A Texas mother died after her three adult children allegedly left her to languish in home-based hospice care. Patricia Martinez, 57, initially survived after Bexar County deputies took her out of the residence, but she died on Saturday, Sheriff Javier Salazar announced.
Martinez was originally found wearing an adult diaper that had not been recently changed and was packed with feces “that were in a dried state,” the sheriff said. This caused infections in other parts of the woman’s body. She had “pretty substantial bed sores,” and mold growing on parts of her body, Salazar said. There were allegedly insects infesting the room where she was in. She had been suffering for quite some time, he said.
Sibling defendants Oscar Dominguez, 37, Roxanna Carrero, 24, and Pedro Luis Carrero, 18, allegedly knew how to care for Martinez.
“They all seem intelligent enough to know what was going on,” the sheriff said. “They all seem intelligent enough to know that what they did — or didn’t do — was wrong.”
The trio, who lived with their ailing mother, received training from the state on how to treat her as she experienced health challenges including diabetes, Salazar told reporters. The adult children divvied up their duties, including changing Martinez, feeding her, cleaning her, caring for her wounds, taking her to medical appointments, administering some of that medical care, and being the breadwinners, the sheriff said. The defendants even got equipment to track Martinez’s treatment and were shown how to administer it, he said.
“And by all accounts, they did none of it for quite some time,” Salazar said, regarding their mother’s hospice care.
The sheriff did not provide an alleged motive in the case, but he did comment on the defendants’ alleged state of mind.
“I think they just all didn’t care,” Salazar said Thursday, speaking before Martinez’s death. Authorities expected her to die, as she remained at Northeast Methodist Hospital on a ventilator experiencing late-stage renal failure. “I think every last one of them has an equal hand in what ultimately happens to their mom and in my personal opinion, God have mercy on their souls when their time comes.”
Deputies said they learned about the case on Aug. 16. According to the sheriff, medical providers noticed Martinez experienced a “steep decline in her level of health.” They told Adult Protective Services, who in turn contacted the Bexar County Sheriff’s Office. Deputies discovered Martinez living in “deplorable conditions,” Salazar said. The sheriff told reporters the kidney failure was most likely due to medical neglect by her children.

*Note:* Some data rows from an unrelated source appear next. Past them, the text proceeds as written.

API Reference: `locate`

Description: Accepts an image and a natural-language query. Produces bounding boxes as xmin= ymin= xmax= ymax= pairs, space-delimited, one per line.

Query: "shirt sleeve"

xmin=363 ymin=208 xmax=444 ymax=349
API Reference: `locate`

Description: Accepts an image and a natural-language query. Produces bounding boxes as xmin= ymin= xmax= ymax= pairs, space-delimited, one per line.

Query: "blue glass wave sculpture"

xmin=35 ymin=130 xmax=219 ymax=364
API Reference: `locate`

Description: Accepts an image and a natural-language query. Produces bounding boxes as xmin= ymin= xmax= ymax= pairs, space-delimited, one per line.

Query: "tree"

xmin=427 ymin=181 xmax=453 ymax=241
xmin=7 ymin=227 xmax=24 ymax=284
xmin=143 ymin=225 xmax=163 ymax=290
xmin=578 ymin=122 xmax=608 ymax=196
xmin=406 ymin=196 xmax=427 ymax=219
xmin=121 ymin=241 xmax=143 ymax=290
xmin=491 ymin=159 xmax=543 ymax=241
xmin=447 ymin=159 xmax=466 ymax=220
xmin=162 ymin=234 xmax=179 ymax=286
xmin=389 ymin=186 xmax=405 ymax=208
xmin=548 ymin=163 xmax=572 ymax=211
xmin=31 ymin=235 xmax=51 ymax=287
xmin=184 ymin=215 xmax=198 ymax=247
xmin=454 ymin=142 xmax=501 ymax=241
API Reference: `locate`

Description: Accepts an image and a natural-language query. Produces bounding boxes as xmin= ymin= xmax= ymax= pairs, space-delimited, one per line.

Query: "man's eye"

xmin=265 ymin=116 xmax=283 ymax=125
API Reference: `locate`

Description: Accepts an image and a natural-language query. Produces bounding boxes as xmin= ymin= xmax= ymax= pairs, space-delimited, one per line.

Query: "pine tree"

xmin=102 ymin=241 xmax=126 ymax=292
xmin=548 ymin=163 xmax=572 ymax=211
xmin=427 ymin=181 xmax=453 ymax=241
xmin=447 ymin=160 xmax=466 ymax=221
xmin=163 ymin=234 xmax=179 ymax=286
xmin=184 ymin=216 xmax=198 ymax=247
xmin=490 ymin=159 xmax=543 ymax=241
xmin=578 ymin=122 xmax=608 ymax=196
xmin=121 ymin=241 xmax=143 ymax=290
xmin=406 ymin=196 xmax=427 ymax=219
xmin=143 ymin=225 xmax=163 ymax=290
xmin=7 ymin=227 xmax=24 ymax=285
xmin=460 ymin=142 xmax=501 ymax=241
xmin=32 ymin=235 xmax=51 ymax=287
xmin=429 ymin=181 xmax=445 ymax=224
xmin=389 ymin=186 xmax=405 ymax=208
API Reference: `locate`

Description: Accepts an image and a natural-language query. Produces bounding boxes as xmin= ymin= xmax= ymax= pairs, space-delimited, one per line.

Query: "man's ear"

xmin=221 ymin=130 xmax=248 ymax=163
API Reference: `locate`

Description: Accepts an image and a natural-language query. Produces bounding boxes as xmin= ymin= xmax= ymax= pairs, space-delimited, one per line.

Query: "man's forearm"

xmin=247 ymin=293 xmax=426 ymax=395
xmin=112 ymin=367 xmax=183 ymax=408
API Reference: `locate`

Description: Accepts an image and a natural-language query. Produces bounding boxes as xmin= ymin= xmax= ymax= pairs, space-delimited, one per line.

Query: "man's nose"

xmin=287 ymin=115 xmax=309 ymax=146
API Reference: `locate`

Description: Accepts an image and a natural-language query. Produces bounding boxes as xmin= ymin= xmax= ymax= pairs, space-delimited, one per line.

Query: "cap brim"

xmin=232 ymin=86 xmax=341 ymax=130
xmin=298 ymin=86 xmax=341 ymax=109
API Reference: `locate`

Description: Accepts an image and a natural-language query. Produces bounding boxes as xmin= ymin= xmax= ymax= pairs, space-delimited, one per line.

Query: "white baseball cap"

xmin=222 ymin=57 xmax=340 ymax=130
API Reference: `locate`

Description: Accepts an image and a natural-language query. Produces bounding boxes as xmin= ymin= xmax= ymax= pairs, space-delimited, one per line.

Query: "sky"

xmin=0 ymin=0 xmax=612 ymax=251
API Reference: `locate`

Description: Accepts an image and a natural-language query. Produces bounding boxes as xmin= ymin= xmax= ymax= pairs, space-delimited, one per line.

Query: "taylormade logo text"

Speaking Monday about Martinez’s death, Salazar said he was not sure if prosecutors will upgrade the siblings’ existing charges of injury to a disabled person by serious bodily injury, a first-degree felony. On Thursday, he supported charging Dominguez and the Carrero siblings with a homicide crime if their mother died.

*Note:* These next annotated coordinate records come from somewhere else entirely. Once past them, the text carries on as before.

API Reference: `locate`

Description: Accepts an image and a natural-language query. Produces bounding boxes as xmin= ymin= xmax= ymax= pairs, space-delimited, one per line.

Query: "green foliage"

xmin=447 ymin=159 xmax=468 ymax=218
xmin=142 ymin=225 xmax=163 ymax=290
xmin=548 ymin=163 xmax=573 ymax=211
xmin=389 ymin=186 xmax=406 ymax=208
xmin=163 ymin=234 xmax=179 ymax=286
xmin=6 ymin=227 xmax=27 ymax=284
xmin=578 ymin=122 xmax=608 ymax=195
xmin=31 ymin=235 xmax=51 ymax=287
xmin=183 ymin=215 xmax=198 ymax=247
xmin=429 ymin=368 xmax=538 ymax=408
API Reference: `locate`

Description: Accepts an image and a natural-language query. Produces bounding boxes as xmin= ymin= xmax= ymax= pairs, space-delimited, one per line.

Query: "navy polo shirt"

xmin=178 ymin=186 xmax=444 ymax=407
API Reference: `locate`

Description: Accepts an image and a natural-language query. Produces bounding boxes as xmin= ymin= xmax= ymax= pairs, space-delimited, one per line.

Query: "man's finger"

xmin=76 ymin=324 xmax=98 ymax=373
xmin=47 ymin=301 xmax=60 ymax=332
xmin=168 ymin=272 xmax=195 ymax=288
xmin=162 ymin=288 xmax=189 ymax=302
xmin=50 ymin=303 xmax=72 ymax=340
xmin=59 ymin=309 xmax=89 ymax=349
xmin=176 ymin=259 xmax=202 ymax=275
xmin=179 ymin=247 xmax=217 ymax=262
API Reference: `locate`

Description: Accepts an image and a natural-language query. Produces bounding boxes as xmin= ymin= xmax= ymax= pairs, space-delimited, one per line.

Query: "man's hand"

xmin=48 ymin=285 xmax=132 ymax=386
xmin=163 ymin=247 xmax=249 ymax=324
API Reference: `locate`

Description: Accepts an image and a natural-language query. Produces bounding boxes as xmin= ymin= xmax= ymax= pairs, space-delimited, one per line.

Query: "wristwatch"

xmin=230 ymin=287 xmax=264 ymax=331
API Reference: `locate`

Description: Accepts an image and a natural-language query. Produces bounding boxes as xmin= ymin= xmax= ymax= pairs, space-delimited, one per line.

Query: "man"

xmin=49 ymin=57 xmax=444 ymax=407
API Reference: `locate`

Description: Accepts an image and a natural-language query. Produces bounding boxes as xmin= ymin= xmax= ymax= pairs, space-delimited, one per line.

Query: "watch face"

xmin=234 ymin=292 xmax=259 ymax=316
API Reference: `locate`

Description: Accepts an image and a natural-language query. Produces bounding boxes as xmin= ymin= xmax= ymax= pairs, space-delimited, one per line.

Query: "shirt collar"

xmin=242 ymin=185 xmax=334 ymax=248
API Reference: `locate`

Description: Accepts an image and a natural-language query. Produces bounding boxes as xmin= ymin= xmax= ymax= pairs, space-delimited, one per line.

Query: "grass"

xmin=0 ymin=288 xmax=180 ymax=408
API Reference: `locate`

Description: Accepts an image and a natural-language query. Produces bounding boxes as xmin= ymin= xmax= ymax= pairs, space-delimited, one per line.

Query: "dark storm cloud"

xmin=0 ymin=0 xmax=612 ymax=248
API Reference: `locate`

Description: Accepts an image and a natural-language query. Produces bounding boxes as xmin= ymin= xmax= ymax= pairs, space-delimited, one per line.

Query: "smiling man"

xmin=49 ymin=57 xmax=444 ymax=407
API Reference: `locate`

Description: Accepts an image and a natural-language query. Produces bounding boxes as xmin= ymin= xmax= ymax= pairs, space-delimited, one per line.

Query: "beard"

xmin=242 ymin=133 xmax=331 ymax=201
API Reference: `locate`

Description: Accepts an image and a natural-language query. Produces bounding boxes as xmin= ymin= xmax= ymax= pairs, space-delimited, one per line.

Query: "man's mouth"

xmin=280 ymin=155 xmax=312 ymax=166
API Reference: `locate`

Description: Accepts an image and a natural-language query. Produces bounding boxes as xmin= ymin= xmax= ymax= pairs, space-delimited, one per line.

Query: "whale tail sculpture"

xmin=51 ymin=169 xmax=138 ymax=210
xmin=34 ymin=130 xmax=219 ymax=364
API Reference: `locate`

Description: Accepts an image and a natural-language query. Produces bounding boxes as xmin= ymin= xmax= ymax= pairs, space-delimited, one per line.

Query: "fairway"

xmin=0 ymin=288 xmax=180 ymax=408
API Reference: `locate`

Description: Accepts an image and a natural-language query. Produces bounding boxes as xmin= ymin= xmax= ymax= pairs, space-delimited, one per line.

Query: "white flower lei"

A reporter, citing the affidavit, asked Salazar on Monday regarding whether charges were possible against the medical providers. Those providers had allegedly been overseeing the case since June and counseled these people at least three different times, she said.
“We wouldn’t rule that out,” Salazar said of possible charges against the providers.

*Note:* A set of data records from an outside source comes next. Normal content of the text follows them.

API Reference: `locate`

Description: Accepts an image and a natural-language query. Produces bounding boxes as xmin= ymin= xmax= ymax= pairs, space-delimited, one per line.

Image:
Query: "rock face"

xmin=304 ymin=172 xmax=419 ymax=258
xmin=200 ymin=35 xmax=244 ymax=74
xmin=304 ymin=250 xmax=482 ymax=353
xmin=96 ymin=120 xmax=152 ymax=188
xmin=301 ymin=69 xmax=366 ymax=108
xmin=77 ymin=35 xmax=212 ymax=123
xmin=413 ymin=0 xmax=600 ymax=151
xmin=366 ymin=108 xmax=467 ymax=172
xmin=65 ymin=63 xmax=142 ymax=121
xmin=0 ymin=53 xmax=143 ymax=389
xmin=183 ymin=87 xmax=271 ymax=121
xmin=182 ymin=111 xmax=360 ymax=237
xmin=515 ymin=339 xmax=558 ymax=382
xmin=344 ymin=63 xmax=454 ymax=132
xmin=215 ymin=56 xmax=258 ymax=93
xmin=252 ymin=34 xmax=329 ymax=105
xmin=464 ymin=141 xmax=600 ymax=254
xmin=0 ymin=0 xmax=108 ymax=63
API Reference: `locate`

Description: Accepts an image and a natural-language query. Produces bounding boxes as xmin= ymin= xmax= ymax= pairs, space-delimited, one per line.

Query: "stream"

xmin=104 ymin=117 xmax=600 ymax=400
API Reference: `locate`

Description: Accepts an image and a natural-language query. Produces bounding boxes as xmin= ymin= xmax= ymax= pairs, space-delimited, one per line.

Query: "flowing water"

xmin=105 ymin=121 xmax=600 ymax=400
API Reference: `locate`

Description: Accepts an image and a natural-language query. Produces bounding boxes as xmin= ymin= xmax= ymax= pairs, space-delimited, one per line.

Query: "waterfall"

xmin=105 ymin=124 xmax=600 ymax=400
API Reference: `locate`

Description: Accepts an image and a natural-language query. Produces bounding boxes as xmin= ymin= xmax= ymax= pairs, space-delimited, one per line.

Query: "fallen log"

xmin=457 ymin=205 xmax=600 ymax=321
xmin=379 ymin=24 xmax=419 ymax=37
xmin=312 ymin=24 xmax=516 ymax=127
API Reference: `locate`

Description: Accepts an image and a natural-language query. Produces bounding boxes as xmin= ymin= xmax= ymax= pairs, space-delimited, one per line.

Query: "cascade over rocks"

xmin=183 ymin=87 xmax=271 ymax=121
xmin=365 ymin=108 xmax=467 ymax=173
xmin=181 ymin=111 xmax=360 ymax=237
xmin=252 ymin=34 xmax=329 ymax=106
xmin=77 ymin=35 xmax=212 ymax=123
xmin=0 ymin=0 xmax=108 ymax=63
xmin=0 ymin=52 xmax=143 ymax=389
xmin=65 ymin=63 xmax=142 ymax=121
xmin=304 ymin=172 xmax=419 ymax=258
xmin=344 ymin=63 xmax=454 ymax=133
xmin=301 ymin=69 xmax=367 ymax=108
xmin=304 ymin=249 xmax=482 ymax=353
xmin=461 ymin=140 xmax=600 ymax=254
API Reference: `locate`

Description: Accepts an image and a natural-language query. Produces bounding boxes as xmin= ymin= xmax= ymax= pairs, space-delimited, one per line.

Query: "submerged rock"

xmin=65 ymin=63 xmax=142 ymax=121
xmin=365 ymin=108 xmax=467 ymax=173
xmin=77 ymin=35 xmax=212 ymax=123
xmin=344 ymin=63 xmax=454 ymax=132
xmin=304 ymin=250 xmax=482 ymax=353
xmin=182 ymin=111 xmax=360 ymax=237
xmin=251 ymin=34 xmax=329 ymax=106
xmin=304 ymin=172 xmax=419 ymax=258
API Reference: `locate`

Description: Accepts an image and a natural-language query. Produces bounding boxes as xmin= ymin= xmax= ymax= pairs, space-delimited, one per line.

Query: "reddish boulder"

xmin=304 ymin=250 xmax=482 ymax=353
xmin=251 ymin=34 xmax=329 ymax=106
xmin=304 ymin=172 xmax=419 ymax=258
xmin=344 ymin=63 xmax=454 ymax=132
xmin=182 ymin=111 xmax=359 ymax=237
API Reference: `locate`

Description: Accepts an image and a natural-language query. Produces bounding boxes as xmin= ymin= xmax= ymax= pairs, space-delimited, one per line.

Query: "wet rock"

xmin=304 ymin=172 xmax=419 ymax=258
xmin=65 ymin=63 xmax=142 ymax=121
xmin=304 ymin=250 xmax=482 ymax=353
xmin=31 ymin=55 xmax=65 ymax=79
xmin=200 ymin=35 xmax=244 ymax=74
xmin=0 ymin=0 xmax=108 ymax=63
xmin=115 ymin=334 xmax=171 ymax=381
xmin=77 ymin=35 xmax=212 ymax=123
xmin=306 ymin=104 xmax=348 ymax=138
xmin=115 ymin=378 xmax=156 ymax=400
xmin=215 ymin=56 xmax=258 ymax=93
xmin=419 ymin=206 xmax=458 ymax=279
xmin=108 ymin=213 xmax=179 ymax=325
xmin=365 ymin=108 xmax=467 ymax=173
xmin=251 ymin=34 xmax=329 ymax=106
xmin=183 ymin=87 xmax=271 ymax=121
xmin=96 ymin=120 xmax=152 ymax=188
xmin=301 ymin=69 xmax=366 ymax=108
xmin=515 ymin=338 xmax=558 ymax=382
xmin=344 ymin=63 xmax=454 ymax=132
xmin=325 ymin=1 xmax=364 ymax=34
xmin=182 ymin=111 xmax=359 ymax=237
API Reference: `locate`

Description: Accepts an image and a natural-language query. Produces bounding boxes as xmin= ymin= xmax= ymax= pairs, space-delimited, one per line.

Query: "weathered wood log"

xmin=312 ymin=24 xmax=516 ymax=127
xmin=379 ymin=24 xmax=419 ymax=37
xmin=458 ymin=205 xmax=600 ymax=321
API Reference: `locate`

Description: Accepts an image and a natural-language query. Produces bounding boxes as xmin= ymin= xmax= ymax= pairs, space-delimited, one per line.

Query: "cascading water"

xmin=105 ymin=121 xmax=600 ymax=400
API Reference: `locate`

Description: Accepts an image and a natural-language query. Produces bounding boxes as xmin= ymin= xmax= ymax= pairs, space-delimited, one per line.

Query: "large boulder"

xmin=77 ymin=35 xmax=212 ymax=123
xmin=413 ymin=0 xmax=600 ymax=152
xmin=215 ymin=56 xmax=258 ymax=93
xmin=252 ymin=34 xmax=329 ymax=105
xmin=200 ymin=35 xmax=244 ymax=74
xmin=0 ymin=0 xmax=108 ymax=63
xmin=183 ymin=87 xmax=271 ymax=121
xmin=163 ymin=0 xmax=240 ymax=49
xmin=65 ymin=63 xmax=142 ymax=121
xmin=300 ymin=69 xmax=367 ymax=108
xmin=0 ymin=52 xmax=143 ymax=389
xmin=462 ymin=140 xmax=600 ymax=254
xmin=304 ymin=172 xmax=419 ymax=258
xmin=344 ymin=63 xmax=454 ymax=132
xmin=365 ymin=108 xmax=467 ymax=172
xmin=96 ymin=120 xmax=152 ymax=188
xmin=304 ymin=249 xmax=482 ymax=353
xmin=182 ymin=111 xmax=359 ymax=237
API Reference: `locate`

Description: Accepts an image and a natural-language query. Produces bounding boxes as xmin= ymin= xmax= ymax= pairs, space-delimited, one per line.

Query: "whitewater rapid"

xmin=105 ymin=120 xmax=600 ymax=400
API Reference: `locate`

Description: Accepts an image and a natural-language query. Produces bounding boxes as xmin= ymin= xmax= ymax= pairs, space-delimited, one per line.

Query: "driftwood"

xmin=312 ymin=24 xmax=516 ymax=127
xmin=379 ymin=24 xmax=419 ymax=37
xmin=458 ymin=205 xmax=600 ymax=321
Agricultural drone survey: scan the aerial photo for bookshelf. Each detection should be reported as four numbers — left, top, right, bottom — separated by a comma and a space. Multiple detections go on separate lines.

He noted “warning signs,” including Martinez arriving for outside treatment “inappropriately dressed” wearing a t-shirt with no shoes, as if she was simply pulled out of bed. Hospital staff noted many times that the family did not help her get out of the car, he said. Instead, she had to get out out under her own power, which was likely difficult in light of her “advance state of deteriorating health,” he said.